Author and speaker Sandra Crowe creates awareness of ineffective behaviors and provides methodologies and action steps to offset them while redirecting behavior toward more uplifting interactions between people.
By Sandra Crowe
It’s January. Resolution time. How many of you are making resolutions about how you are going to deal with change this year? Most of us have a fair degree of uncertainty in our lives right now. Given that, here are five tips for thinking about how you think about uncertainty present in your life:
1) Make it ok to live in the “not knowing.” As humans we want to know. We want to “brace” ourselves for “what’s next” and pad our punching bag for the next hit. All of us want security, control, and approval and knowing gives us some kind of reassurance, even if it’s bad.

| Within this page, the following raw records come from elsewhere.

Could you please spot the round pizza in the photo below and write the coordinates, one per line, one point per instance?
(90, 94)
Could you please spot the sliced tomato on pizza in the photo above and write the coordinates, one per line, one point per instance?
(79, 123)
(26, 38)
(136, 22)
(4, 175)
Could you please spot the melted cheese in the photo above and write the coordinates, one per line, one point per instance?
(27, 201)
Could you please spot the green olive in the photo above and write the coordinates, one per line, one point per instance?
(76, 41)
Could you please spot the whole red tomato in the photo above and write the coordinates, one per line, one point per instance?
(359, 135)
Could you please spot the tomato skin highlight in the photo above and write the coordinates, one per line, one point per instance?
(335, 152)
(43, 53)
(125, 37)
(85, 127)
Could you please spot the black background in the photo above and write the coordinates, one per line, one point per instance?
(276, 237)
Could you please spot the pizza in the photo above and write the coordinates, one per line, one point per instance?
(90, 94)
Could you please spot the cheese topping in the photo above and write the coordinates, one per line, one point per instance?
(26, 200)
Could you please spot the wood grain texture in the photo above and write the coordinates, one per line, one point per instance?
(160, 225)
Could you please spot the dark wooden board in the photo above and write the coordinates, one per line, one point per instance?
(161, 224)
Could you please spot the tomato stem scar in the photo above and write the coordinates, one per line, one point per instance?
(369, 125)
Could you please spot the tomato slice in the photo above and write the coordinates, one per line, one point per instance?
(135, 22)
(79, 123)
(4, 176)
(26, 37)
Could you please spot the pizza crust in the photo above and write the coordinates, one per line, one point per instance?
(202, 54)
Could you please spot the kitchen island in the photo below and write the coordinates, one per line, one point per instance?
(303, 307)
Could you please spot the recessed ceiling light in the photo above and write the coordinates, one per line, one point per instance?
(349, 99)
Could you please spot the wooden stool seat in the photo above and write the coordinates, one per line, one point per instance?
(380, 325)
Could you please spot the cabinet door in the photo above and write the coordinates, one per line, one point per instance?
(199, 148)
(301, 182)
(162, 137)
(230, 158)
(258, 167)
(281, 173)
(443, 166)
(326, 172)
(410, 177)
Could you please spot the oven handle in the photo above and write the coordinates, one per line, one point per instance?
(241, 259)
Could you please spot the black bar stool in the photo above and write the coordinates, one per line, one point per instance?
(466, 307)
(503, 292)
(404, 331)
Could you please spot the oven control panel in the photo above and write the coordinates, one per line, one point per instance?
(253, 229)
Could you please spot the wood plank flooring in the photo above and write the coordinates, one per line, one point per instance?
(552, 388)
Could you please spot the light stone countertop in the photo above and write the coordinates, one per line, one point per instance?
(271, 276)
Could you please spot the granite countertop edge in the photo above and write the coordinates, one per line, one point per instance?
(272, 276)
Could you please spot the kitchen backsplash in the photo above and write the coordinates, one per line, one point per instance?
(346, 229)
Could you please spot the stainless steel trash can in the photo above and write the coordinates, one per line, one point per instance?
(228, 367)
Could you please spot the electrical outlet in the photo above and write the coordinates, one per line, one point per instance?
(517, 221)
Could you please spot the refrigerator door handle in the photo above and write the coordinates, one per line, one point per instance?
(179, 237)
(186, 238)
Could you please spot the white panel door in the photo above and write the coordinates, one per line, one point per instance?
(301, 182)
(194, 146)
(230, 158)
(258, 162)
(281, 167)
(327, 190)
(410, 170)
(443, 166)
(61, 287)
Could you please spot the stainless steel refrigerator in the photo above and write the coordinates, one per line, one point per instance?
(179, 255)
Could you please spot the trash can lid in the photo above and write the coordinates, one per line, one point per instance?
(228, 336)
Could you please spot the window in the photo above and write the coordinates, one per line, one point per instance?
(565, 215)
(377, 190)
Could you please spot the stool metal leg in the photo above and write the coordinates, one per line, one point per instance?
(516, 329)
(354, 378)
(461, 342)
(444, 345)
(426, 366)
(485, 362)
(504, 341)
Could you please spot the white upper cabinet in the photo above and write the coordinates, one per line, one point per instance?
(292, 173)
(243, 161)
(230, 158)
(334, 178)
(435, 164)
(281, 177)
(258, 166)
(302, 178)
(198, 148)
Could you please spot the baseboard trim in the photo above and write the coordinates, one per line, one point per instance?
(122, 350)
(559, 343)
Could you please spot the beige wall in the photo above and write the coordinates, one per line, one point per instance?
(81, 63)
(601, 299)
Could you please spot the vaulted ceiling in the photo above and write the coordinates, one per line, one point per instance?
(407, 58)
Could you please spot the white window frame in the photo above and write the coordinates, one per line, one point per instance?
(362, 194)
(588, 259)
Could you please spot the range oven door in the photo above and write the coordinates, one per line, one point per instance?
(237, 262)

2) Ask what it is you are afraid of (really). More than the fear of the unknown, break down what your core enemy is. Then ask yourself, “How realistic is that?” Look for evidence to the contrary.
Haven’t you had new things to learn before? Didn’t you adapt to your new boss last time? Be careful of the “yes, but…” as you will find excuses popping up to justify your fears.
If the questions you ask yourself determine your destiny, then maybe what you should be asking is, “Who could I become as a result of this learning?” Or even, “What doors could this open?” When you see the possibility it creates, the fear becomes insignificant and the possibilities limitless.
3) Move out of fear and into vision. As you ask these questions, notice how a vision for what’s possible emerges. Fear and vision can’t exist in the same thought. As you begin to think about what you can create or what positive things could be in store for you or your family, you can begin to strategize instead of feeling paralyzed.
4) Ask how others have done it. If you want to create vision but don’t know how, this is the time to ask your network. Get on your social media sites and pose questions about how people have found new jobs, handled a boss, or solved a problem.
If an issue is within the organization, ask others who may be in the know, network up, or ask someone who knows someone. Use it as an opportunity to make connections for knowledge or positioning.
5) Act and let go. Whatever you do, make sure you do something. Being stuck in the fear is not only paralyzing, but also reinforcing. It can be a vicious cycle if you let it be. Dig yourself out of the fear conversation by setting a number of actions to challenge yourself. After you act, let go of any outcome you think needs to happen (hard to do, but critical).
Doing all this won’t get rid of the fact that you don’t know, but will help you better prepare and offset the angst you have around it. Once the angst is down, you will be better positioned to do what you need to do from a place of greater peace and acceptance.